The change uses single @group/@endgroup to prevent such break.

gcc/ChangeLog:

* doc/md.texi: Don't split @smallexample in multiple @groups.

docs: add missing 'see' word

gcc/ChangeLog:

* doc/md.texi: Add missing 'see' word.

Improve early simplify and match for phiopt

Previously the idea was gimple_simplify_phiopt would call
resimplify with a NULL sequence but that sometimes fails
even if there was only one statement produced. The cases
where it fails is when there are two simplifications happen.
In the case of the min/max production, the first simplifcation
produces:
(convert (min @1 @2))
And then the convert is removed by a second one. The Min statement
will be in the sequence while the op will be a SSA name. This was
rejected before as could not produce something in the sequence.
So this patch changes the way resimplify is called to always passing
a pointer to the sequence and then decide based on if op is a
SSA_NAME or not.

OK? Bootstrapped and tested on x86_64-linux-gnu.

gcc/ChangeLog:

* tree-ssa-phiopt.c (phiopt_early_allow): Change arguments
to take sequence and gimple_match_op. Accept the case where
op is a SSA_NAME and one statement in the sequence.
Also allow constants.
(gimple_simplify_phiopt): Always pass a sequence to resimplify.
Update call to phiopt_early_allow. Discard the sequence if not
used.

testsuite: mips: use noinline attribute instead of -fno-inline

mips.exp does not support -fno-inline, causing the tests return "ERROR:
Unrecognised option: -fno-inline for dg-options ... ".

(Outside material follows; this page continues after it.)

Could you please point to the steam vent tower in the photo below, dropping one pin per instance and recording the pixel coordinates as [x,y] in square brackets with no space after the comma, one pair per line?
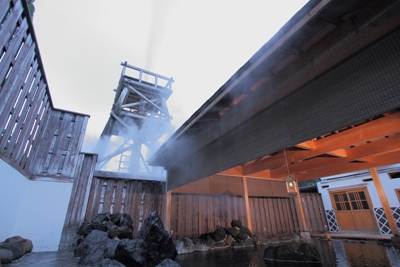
[139,122]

Use noinline attribute like other mips target tests, to workaround it.

gcc/testsuite/

* gcc.target/mips/cfgcleanup-jalr2.c: Remove -fno-inline and add
__attribute__((noinline)).
* gcc.target/mips/cfgcleanup-jalr3.c: Likewise.

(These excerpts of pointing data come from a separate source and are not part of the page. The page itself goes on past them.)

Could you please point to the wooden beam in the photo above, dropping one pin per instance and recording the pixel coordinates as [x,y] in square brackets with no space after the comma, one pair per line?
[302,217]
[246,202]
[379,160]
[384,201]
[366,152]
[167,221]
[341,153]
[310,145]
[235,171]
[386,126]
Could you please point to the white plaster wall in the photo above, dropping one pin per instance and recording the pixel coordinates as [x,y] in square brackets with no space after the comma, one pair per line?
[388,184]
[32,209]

mips: check MSA support for vector modes [PR100760,PR100761,PR100762]

Check if the vector mode is really supported by MSA in certain cases,
instead of testing ISA_HAS_MSA. Simply testing ISA_HAS_MSA can cause
ICE when MSA is enabled besides other MIPS SIMD extensions (notably,
Loongson MMI).

gcc/

PR target/100760
PR target/100761
PR target/100762
* config/mips/mips.c (mips_const_insns): Use MSA_SUPPORTED_MODE_P
instead of ISA_HAS_MSA.
(mips_expand_vec_unpack): Likewise.
(mips_expand_vector_init): Likewise.

gcc/testsuite/

PR target/100760
PR target/100761
PR target/100762
* gcc.target/mips/pr100760.c: New test.
* gcc.target/mips/pr100761.c: New test.
* gcc.target/mips/pr100762.c: New test.

rs6000: Support [u]mod<mode>3 for vector modulo insns

This patch is to make Power10 newly introduced vector
modulo instructions exploited in vectorized loops, it
just simply renames existing define_insns as standard
pattern names.

gcc/ChangeLog:

* config/rs6000/vsx.md (mods_<mode>): Rename to...
(mod<mode>3): ... this.
(modu_<mode>): Rename to...
(umod<mode>3): ... this.
* config/rs6000/rs6000-builtin.def (MODS_V2DI, MODS_V4SI, MODU_V2DI,
MODU_V4SI): Adjust.

gcc/testsuite/ChangeLog:

* gcc.target/powerpc/mod-vectorize.c: New test.

test/rs6000: Add case to cover vector division

This patch is to add one test case to check if vectorizer
can exploit vector division instrutions newly introduced
by Power10.

gcc/testsuite/ChangeLog:

* gcc.target/powerpc/div-vectorize-1.c: New test.